From: Arnout Vandecappelle via buildroot <buildroot@buildroot.org>
To: Daniel Lang <dalang@gmx.at>, buildroot@buildroot.org
Cc: Thomas Petazzoni <thomas.petazzoni@bootlin.com>
Subject: Re: [Buildroot] [PATCH v3 5/8] support/scripts/nvd_api_v2.py: new helper class
Date: Wed, 30 Aug 2023 23:37:51 +0200 [thread overview]
Message-ID: <da055153-9ec6-ade2-46ee-49c2d33ebf36@mind.be> (raw)
In-Reply-To: <20230812192842.135682-5-dalang@gmx.at>
Hi Daniel,
Since this is new code, I'm going to give some coding style comments that
differ a bit from existing code you see in pkg-stats.
I may actually end up applying the patch without those coding style changes,
because the new NVD API is more important than any coding style concerns...
We'll see how far I get.
This is also not a complete review of this patch because it's almost time for
me to go to bed.
On 12/08/2023 21:28, Daniel Lang wrote:
> The current NVD data feeds used for CVE and CPE checking will be retired
> by 2023-12-05 [0]. Both have to be switched to the new v2 API. Since
> fetching data from both sources workes the same, a common base class is
workes -> works
> used to handle the API interaction.
> To store the data locally a sqlite database is used.
Maybe explain a bit more than the new API doesn't allow to download files
anymore, so we need to invent our own file format for persisting it, and a
sqlite db is a convenient format that is always available in python.
>
> [0]: https://nvd.nist.gov/General/News/change-timeline
>
> Signed-off-by: Daniel Lang <dalang@gmx.at>
> ---
> DEVELOPERS | 1 +
> support/scripts/nvd_api_v2.py | 138 ++++++++++++++++++++++++++++++++++
> 2 files changed, 139 insertions(+)
> create mode 100755 support/scripts/nvd_api_v2.py
>
> diff --git a/DEVELOPERS b/DEVELOPERS
> index 6ffa3ee693..81f809a4c0 100644
> --- a/DEVELOPERS
> +++ b/DEVELOPERS
> @@ -668,6 +668,7 @@ F: package/paho-mqtt-cpp/
> F: package/pangomm/
> F: package/pangomm2_46/
> F: package/sam-ba/
> +F: support/scripts/nvd_api_v2.py
>
> N: Damien Lanson <damien@kal-host.com>
> F: package/libvdpau/
> diff --git a/support/scripts/nvd_api_v2.py b/support/scripts/nvd_api_v2.py
> new file mode 100755
> index 0000000000..3fdf32596f
> --- /dev/null
> +++ b/support/scripts/nvd_api_v2.py
> @@ -0,0 +1,138 @@
> +#!/usr/bin/env python3
> +
> +from datetime import datetime, timezone
> +import os
Personally, I think it's better to move away from the os module and use
pathlib.Path instead everywhere a path is used.

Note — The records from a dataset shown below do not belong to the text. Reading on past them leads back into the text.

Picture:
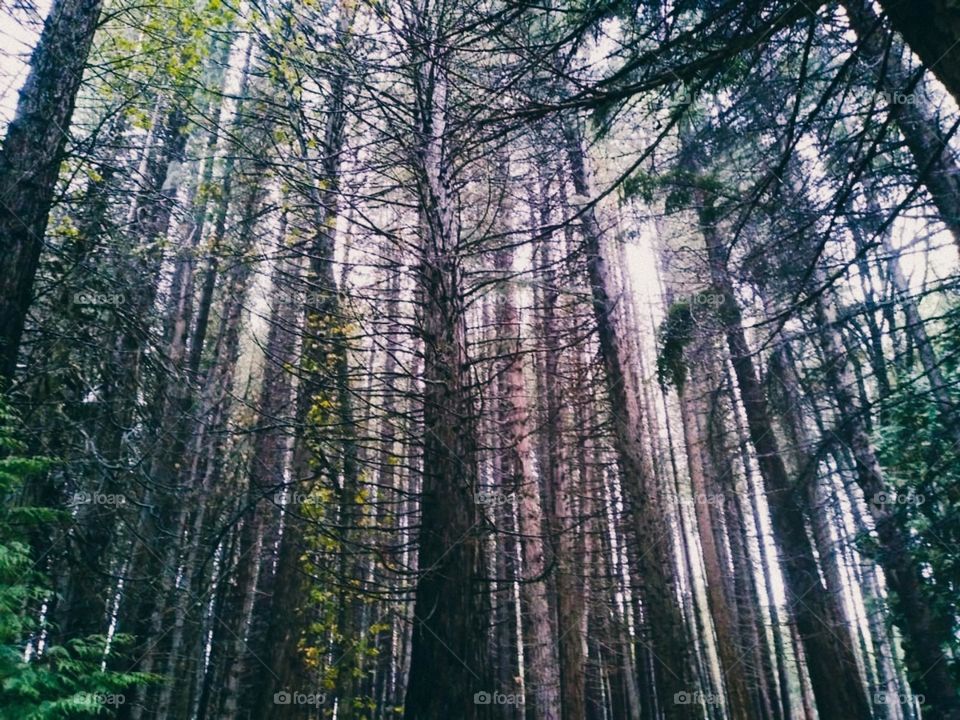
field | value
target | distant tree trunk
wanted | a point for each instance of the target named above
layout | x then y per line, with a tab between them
924	633
833	668
692	414
558	483
932	29
912	113
668	635
450	610
30	160
543	684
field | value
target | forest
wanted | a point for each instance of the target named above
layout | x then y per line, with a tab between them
480	359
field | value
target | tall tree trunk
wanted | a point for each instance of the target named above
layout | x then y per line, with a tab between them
936	165
924	633
692	415
668	635
450	610
543	684
833	668
30	160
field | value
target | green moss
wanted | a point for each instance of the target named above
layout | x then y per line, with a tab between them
675	334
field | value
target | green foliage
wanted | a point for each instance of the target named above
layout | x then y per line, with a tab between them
917	450
676	332
65	681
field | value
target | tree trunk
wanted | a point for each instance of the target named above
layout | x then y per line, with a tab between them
833	668
668	636
932	29
30	160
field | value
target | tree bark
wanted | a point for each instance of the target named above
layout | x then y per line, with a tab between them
30	161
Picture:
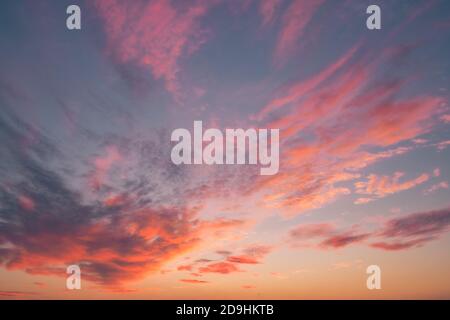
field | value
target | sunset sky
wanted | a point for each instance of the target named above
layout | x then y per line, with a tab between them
86	176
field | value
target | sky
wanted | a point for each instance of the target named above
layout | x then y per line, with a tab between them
86	176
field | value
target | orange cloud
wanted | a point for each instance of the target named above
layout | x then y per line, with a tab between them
219	267
381	186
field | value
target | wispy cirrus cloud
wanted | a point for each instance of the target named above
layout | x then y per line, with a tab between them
161	34
294	21
381	186
405	232
413	230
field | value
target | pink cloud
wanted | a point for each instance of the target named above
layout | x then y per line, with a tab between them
381	186
435	187
294	21
268	10
153	35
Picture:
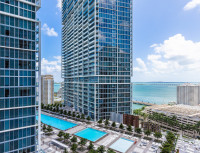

We don't do that anywhere in
Buildroot at the moment, but I think we should.
> +import requests
> +import shutil
> +import sqlite3
> +import time
> +
> +NVD_API_VERSION = '2.0'
> +NVD_API_BASE_URL = 'https://services.nvd.nist.gov/rest/json'
> +
> +
> +class NVD_API:
> + """
> + A helper class that fetches data from a NVD API and
> + helps manage a sqlite database.
> + """
> + def __init__(self, nvd_path, service, database_file_prefix):
> + """
> + Initialize a new NVD API endpoint with service
> + as the URL postfix.
Could you add documentation for the arguments? I was initially confused by
nvd_path, it sounded like the path part of the URL...
> + """
> + self.nvd_path = nvd_path
> + self.service = service
> + self.url = '%s/%s/%s' % (NVD_API_BASE_URL, service.lower(), NVD_API_VERSION)
Prefer to use format strings:
self.url = f'{NVD_API_BASE_URL}/{service.lower()}/{NVD_API_VERSION}
> + self.db_file = os.path.join(nvd_path, '%s-%s.sqlite' % (database_file_prefix, NVD_API_VERSION))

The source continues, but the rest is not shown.